GenieHive/docs/architecture.md

# GenieHive Architecture

Status: proposed v1 architecture
Drafted: 2026-04-05

## Repo Name

Chosen name: `GenieHive`

Why this name:

- suggestive: "genie" implies generative AI services, "hive" implies a cooperating cluster
- accessible: easy to say, remember, and explain
- whimsical enough to feel like a project name rather than a dry infrastructure label

Tradeoff:

- `GenieHive` is less search-distinct than `Geniewarren` because `hive` is a common product metaphor

## Mission

GenieHive is a local-first control plane for heterogeneous generative AI services running across one or more hosts.

It should:

- register hosts and their available services
- expose a stable client-facing API
- track health, capacity, and observed performance
- support direct model addressing and higher-level role addressing
- route requests to healthy loaded services first
- optionally coordinate loading or swapping when policy allows
- remain practical for a small self-hosted deployment with two hosts

## Non-Goals For V1

Out of scope initially:

- peer-to-peer consensus
- autonomous global model swapping across many nodes
- full WAN zero-trust platform engineering
- image and TTS generation orchestration
- distributed vector database management
- billing or multi-tenant quota accounting

## Architectural Position

GenieHive is not just an OpenAI-compatible gateway.

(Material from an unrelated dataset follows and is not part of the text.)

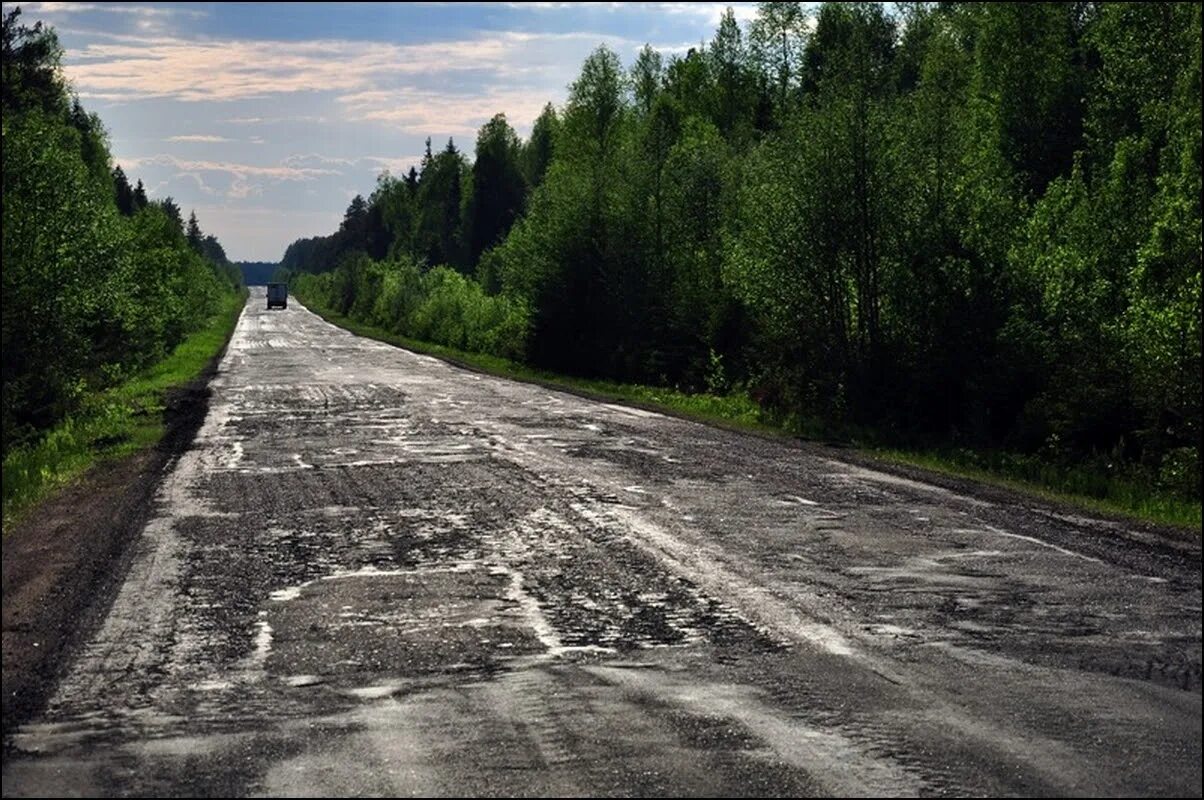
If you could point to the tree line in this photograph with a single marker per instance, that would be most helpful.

It is a control plane with these layers:

1. Control API
   - authoritative registry
   - routing and scheduling
   - role catalog
   - operator inspection

2. Node Agent
   - host discovery
   - service discovery
   - telemetry reporting
   - optional local process management

3. Provider Adapters
   - OpenAI-compatible chat backends
   - OpenAI-compatible embedding backends
   - transcription backends
   - future adapters for image and speech synthesis

4. Client Facades
   - OpenAI-compatible facade for completions and embeddings
   - operator API for topology, health, and inventory

## Core Concepts

### Host

A physical or virtual machine participating in the cluster.

### Service

A concrete callable capability on a host. Examples:

- chat completion endpoint
- embedding endpoint
- transcription endpoint

### Asset

A model weight, model name, application, or runtime target that a service can serve.

### Role

A reusable task profile that describes how requests should be fulfilled. A role is policy, not a concrete model.

### Route Resolution

Request handling order:

1. If the requested `model` matches a currently loaded and healthy concrete asset or service alias, route directly.
2. Otherwise, if the requested `model` matches a known role, resolve the role to the best eligible service.
3. Otherwise, fail clearly.

## V1 Capability Scope

V1 supports only:

- chat completions
- embeddings
- transcription

## Topology

Recommended initial topology:

- 1 control plane
- 2 node agents
- 1 or more clients
- LAN-first deployment
- API key auth in v1
- VPN or mTLS in v1.5

## API Families

### Client API

- `GET /v1/models`
- `POST /v1/chat/completions`
- `POST /v1/embeddings`
- `POST /v1/audio/transcriptions`

`GET /v1/models` should expose enough metadata for programmatic clients to make routing decisions about what GenieHive can handle cheaply, especially for lower-complexity offloaded work. That metadata should include direct assets, service-backed aliases, role aliases, operation kind, health, loaded status, and observed performance hints.

### Operator API

- `GET /v1/cluster/hosts`
- `GET /v1/cluster/services`
- `GET /v1/cluster/roles`
- `GET /v1/cluster/health`
- `GET /v1/cluster/routes/resolve?model=...`

### Node API

- `POST /v1/nodes/register`
- `POST /v1/nodes/heartbeat`
- `GET /v1/node/inventory`
- `POST /v1/node/services/refresh`

## Data Store

V1 should use SQLite for durable state.

## Routing Rules

### Direct Model Resolution

If a request names a concrete asset alias or service alias:

- prefer loaded and healthy services
- choose the lowest-cost healthy target if multiple matches exist
- fail clearly if all matches are unhealthy

### Role Resolution

If direct resolution fails, treat the requested name as a role.

Role resolution should filter by:

- operation kind
- modality
- health
- auth and exposure compatibility
- minimum context or memory requirements
- preferred model families

Then rank by:

- already loaded
- recent health
- expected latency
- queue pressure
- operator priority

## First Implementation Sequence

1. Create the repo skeleton and docs.
2. Implement SQLite-backed registry models.
3. Implement node registration and heartbeat.
4. Implement operator inspection endpoints.
5. Implement client-facing chat routing.
6. Add embeddings routing.
7. Add transcription routing.
8. Add truthful readiness and health reporting.
9. Add role catalog and role-based resolution.
10. Add optional managed local runtime support.